New York

Ed Moses

Louver Gallery

In his paintings, Ed Moses aspires to a visionary activation of surface. He offers a dense painterliness that never quite congeals into a tight matrix, but maintains a certain airy look, for all its apparent grimness. Perhaps this is because the paint is typically applied in broad vertical (but not simplistically stripelike) bands. Moses uses sharply contrasting blacks and whites; their bleak effect is tempered by lush, squiggly red accents. One doesn’t expect a California artist to convey such intensity and forthright power, but Moses clearly has the courage of his painterly conviction.

The artist’s sweeping bands are particularly interesting, for they convey control in the very act of disinhibition; defensiveness in the very act of showing undefended feeling. The bands are not new for Moses, although they are more pronounced here than in earlier works. In 1988, Moses made paintings employing a kind of cross-hatching, as well as paintings of full-fledged red squiggles. In 1987, he painted plaidlike grids. The intensity of these works varies according to the distance between the crossing line gestures and their painterly spread. Moses is clearly an artist with a mixed vocabulary of gestures. More importantly, he means to reconcile gesture and geometry—abandon and order—by making a geometrical structure of gestures. He wants the timelessness of gesture and geometry to be simultaneous, to compound the ecstatic effects.

The current paintings seem less paradoxical than the earlier ones, which often set an atmospheric handling against a determined, if erratic, gesturalism. Even in the hyperintense Fred’s Vision, 1989, there are moments of atmospheric relief, as though Moses’ own spontaneity told him that all were not so grim. This work is of special interest for its right angle canvas, which carries the broad gestures into another realm, where their strength seems to dissipate. Also, the right angle eliminates the decorative potential of the gestures. A similar displacement—the extension of the two central panels—in the more grandiose Tlaloc, 1989, prevents a similar threat of an all-too-wall-based look.
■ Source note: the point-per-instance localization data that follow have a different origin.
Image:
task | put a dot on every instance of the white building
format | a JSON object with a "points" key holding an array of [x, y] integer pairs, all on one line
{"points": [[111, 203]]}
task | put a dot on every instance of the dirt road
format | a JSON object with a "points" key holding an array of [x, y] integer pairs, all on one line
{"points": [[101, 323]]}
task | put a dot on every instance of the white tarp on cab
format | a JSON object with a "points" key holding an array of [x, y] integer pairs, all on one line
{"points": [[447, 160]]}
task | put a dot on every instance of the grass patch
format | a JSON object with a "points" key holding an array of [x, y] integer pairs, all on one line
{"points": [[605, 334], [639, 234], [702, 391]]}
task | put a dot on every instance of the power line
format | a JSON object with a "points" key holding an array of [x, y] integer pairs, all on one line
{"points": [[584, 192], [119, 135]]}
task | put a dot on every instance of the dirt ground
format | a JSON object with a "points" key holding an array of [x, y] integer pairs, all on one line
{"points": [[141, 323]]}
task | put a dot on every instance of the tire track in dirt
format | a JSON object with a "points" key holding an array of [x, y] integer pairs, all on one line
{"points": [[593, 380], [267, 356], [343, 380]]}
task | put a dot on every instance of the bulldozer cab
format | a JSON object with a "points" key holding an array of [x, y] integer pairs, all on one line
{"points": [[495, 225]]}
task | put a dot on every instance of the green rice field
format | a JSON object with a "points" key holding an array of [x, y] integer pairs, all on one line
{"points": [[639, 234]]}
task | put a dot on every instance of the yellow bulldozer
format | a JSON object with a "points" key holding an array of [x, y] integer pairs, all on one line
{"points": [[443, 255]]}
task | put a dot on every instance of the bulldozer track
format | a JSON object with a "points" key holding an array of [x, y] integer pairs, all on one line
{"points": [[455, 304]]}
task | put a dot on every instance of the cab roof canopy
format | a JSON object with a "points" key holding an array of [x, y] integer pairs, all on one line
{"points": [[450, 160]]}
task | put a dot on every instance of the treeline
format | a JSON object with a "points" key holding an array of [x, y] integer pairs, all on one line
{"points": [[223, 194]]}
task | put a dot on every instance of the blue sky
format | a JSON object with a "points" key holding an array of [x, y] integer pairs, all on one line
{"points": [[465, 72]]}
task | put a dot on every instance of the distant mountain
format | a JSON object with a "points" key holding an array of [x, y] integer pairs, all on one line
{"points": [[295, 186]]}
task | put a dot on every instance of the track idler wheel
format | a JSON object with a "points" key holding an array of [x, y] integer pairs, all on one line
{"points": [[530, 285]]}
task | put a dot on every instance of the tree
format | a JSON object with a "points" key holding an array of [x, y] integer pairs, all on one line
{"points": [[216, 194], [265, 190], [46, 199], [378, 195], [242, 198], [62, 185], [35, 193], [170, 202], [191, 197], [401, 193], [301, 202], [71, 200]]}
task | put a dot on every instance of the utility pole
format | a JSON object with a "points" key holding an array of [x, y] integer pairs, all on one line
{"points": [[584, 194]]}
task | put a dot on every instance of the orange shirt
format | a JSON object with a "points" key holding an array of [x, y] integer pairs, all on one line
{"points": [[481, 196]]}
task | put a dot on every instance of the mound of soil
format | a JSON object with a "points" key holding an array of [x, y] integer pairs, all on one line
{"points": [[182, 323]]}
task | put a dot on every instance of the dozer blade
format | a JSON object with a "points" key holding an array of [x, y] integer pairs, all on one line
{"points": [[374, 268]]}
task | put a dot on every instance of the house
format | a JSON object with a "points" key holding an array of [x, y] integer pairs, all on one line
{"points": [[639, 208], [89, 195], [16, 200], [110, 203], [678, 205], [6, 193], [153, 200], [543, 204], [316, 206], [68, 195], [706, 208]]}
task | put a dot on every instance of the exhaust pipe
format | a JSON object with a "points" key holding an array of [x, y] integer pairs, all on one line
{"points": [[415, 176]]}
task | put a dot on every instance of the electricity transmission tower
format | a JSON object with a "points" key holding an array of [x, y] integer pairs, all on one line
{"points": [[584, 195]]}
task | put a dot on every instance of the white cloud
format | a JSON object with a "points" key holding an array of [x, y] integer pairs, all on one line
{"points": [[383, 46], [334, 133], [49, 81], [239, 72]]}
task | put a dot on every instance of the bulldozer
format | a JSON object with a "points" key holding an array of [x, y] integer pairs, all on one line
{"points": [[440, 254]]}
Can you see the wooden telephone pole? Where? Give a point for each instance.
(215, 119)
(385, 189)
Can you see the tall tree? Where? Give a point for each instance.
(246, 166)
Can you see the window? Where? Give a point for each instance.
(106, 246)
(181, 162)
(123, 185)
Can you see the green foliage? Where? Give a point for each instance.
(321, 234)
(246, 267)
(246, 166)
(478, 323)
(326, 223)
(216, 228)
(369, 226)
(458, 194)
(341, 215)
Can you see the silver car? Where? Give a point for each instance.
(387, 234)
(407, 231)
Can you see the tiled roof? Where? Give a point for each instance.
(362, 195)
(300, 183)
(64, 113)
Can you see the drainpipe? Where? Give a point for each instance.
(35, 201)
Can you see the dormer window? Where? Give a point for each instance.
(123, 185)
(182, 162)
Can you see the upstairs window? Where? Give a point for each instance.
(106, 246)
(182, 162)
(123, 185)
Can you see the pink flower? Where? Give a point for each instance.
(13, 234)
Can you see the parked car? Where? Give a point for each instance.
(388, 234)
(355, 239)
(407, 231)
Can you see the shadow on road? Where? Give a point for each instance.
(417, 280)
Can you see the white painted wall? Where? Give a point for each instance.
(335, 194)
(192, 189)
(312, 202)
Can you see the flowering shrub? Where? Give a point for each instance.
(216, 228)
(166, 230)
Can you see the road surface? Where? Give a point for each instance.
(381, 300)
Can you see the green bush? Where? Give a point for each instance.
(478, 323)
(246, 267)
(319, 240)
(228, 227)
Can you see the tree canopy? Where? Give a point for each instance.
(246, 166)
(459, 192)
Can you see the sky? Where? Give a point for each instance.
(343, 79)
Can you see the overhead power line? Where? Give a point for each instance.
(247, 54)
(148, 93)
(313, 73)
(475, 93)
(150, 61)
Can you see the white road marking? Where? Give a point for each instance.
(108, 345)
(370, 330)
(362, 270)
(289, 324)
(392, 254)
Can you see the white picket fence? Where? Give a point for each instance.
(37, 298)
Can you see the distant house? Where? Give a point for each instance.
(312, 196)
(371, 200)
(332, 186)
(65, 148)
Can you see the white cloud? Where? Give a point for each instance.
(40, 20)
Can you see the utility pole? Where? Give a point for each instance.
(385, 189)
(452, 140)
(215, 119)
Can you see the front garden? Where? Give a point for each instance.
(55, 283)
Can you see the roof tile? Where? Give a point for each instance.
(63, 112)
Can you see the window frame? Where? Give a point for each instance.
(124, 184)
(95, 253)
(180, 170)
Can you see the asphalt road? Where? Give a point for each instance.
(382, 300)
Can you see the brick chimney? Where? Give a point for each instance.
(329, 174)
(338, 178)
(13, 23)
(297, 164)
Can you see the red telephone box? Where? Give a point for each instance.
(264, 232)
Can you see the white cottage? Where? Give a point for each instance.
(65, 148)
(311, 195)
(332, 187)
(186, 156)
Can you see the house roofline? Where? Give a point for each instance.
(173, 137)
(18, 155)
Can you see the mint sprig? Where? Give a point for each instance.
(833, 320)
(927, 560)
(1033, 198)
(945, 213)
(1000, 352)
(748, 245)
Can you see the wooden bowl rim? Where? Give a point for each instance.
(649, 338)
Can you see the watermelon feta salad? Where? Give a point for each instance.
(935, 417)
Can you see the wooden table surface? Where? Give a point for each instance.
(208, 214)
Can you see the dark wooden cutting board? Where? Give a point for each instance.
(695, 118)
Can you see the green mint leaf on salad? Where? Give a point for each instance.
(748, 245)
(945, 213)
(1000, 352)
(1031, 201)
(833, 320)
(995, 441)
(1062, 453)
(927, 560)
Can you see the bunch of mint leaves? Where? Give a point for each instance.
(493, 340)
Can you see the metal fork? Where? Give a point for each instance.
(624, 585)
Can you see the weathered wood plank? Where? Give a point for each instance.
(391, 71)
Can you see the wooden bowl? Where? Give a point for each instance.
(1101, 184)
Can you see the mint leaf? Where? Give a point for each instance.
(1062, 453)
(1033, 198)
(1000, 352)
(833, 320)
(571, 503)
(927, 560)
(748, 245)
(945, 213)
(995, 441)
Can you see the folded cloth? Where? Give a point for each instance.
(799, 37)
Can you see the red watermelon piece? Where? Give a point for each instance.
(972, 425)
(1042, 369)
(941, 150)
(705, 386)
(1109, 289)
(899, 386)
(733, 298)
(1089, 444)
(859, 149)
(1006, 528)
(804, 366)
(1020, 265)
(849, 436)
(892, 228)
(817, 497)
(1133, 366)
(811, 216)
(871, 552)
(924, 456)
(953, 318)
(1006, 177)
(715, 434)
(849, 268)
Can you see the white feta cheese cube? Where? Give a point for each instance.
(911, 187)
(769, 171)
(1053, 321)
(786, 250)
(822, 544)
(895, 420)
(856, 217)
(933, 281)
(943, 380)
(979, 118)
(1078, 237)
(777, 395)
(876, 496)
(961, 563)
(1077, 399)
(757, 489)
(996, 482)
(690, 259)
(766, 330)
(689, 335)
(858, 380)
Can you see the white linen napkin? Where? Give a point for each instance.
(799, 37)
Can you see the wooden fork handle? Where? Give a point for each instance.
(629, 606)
But even without such maneuvers, Moses never simplifies his paintings into decorative obviousness. He seems to be exploring a variety of sensual surfaces, rather than immersing himself in texture. There is an air of deliberateness, of underlying calm, to these surfaces, for all their energy and rush. The excitement is under control; the tension is persistent but channeled. A certain resoluteness emerges through it all. It is this sense of will directing sensuality that makes Moses’ painting convincing.